Economic growth in sub-Saharan Africa is likely to reach more than 5% on average between 2013 and 2015 as a result of high commodity prices worldwide and strong consumer spending on the continent, ensuring that the region remains among the fastest growing in the world.
In 2012, about 25% of countries on the African continent grew at 7% or higher and a number of countries, including Sierra Leone, Niger, Cote d’Ivoire, Liberia, Ethiopia, Burkina Faso and Rwanda, are among the fastest-growing economic countries in the world.
Forecasts indicate that medium-term growth prospects remain strong and will be supported by a gradually improving world economy, consistently high commodity prices, and more investment in regional infrastructure, trade and business growth.
The need for faster progress in areas such as electricity and food in vulnerable areas of The Sahel and the Horn of Africa, as well as significantly more energy and agricultural productivity are desperately needed to attempt to raise the quality of life for Africans throughout the continent and reduce poverty significantly.
Specifically, without additional focus on electricity and higher agricultural productivity, Africa’s development future cannot prosper at the rate needed to address the still high levels of poverty and inequality within the continent.
African governments should be continued to be pressured to upgrade their specific country’s capacities so that their citizens can better measure and monitor their development progress and analyse the reasons for its success and failure, especially in resource-rich countries and fragile states.
The recent discoveries of oil, natural gas, copper and other strategic minerals, and the expansion of several mines or the building of new ones in Mozambique, Niger, Sierra Leone and Zambia, together with better political and economic governance, were sustaining solid economic growth across the continent and bodes well for the future, if managed correctly.
It is also forecast that by 2020, only four or five countries in the region will not be involved in mineral exploitation of some kind, such is our continents abundance of natural resources.

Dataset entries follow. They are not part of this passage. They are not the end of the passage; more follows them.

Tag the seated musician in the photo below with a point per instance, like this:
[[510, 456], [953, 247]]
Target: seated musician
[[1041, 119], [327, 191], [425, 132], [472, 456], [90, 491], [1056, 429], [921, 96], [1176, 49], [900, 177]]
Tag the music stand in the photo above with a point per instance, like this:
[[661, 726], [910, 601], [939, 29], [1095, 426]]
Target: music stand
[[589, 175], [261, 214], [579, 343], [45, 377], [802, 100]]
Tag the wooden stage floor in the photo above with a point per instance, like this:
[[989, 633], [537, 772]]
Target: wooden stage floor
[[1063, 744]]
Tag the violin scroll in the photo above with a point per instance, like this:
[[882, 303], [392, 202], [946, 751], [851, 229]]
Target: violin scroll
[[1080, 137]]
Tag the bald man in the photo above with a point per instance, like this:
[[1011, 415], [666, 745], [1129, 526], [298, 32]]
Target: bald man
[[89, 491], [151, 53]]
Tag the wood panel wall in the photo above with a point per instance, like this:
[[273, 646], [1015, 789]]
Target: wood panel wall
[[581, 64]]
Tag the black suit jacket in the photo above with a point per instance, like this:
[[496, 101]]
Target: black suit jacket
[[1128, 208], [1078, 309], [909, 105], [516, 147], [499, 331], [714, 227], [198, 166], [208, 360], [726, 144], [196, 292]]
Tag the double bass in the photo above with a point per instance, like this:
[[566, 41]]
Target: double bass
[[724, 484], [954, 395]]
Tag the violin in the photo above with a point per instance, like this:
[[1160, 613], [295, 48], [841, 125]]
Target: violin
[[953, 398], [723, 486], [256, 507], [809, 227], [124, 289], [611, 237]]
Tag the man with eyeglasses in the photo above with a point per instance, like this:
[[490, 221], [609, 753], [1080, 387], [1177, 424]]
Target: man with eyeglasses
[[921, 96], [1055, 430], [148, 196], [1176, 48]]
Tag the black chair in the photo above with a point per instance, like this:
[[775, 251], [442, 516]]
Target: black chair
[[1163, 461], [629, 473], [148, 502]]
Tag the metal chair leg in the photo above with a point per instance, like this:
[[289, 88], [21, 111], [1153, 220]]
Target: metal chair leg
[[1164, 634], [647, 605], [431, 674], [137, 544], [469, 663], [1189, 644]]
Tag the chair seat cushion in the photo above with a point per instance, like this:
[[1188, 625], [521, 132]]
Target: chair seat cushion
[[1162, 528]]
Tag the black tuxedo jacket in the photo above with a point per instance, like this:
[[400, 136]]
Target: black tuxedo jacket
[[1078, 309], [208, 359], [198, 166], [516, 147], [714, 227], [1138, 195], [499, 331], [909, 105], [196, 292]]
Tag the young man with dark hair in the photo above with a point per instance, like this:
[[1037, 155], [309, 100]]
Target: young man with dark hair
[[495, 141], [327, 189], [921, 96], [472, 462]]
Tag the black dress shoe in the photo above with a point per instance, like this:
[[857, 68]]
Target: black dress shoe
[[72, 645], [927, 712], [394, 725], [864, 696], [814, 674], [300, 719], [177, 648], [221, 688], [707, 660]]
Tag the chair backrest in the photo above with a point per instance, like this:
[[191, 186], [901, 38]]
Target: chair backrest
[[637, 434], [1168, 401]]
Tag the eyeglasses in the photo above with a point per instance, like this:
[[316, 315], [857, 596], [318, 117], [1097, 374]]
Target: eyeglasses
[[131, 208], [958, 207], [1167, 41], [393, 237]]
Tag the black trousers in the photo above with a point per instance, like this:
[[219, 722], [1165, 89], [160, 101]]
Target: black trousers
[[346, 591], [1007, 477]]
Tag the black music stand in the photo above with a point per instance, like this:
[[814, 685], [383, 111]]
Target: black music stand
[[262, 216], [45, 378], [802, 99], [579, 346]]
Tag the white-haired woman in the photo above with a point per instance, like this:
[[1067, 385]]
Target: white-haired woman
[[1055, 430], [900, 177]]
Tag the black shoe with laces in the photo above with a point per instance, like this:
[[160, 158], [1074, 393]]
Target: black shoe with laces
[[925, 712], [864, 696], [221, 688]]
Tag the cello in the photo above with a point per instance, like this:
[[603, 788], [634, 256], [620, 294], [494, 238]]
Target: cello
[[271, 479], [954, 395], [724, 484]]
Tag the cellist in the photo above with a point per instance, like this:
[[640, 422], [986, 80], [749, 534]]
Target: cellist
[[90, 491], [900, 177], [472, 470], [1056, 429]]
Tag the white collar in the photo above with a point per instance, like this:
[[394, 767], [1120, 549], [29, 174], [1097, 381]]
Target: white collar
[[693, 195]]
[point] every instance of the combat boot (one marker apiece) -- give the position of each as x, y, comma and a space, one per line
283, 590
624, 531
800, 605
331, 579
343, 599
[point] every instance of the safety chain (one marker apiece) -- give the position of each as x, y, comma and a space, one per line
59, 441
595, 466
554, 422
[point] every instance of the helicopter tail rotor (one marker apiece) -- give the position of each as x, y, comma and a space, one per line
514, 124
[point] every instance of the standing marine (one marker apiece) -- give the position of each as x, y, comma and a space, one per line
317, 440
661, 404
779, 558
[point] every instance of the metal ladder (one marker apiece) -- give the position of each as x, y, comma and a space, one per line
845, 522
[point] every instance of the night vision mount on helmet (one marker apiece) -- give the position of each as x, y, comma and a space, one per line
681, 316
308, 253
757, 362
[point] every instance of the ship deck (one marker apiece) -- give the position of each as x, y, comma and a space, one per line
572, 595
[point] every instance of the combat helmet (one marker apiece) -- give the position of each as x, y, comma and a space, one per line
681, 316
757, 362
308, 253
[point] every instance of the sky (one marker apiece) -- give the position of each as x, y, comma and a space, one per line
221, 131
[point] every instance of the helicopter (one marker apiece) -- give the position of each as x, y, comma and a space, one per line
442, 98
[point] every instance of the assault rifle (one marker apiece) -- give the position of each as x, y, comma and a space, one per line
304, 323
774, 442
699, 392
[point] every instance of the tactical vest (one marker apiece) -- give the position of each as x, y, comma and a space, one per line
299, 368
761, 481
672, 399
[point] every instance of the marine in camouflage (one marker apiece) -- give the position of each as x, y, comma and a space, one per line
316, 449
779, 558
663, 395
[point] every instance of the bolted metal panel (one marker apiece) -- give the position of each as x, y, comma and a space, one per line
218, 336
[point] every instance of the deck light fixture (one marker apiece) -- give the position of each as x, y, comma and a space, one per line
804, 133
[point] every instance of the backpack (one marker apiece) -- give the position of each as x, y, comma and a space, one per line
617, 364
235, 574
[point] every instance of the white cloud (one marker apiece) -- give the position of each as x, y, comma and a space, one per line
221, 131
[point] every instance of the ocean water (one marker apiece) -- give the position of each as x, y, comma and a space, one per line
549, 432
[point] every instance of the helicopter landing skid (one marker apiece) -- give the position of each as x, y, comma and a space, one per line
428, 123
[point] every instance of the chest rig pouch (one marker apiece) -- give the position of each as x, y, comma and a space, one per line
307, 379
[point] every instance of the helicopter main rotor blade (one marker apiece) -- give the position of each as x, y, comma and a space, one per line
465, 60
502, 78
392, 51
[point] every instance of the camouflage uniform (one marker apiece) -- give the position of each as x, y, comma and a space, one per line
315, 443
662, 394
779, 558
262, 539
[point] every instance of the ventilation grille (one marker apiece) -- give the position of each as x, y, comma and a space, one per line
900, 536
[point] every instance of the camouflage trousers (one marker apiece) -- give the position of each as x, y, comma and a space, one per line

According to the World Bank, given the considerable amounts of new mineral revenues coming on stream across the region, resource-rich African countries will consciously need to invest these new earnings in better health, education and jobs, and less poverty for their people in order to maximise their national development prospects.
Increased investment flows into Africa are also supporting the continent’s growth performance.
In 2012, net private capital flows to the region increased by 3.3% to a record $54.5 billion and foreign direct investment inflows to the region increased by 5.5% in 2012 to $37.7 billion.
Exports are also driving the continent’s growth and that the traditional destination of these goods over the last decade is changing as well.
Since 2000, the overall growth of African exports to emerging markets, including those of China, Brazil and India, and to countries in the region has surpassed that to developed markets. Total exports to Brazil, India and China were larger than to the EU market in 2011.
However, even after more than a decade of strong economic growth, Africa has been able to cut levels of poverty on the continent sufficiently.
Even though the broad picture emerging from the data is that Africa’s economies have been expanding robustly and that poverty is coming down, the aggregate hides a great deal of diversity in performance, even among Africa’s faster growers.
As an example of this trend, Ethiopia and Rwanda saw their economies expand between 8% and 10%, which directly resulted in a 1.3% to 1.7% annual drop in their national poverty rates. In contrast, poverty reduction in some other countries has lagged far behind growth.
A number of emerging trends on the continent could help to transform its current state of development over the coming years. These include the promise of large revenues from mineral exploitation, rising incomes created by a dramatic expansion of agricultural productivity, the large-scale migration of people from the countryside into Africa’s towns and cities, and a demographic dividend potentially created by Africa’s fast-growing population of young people.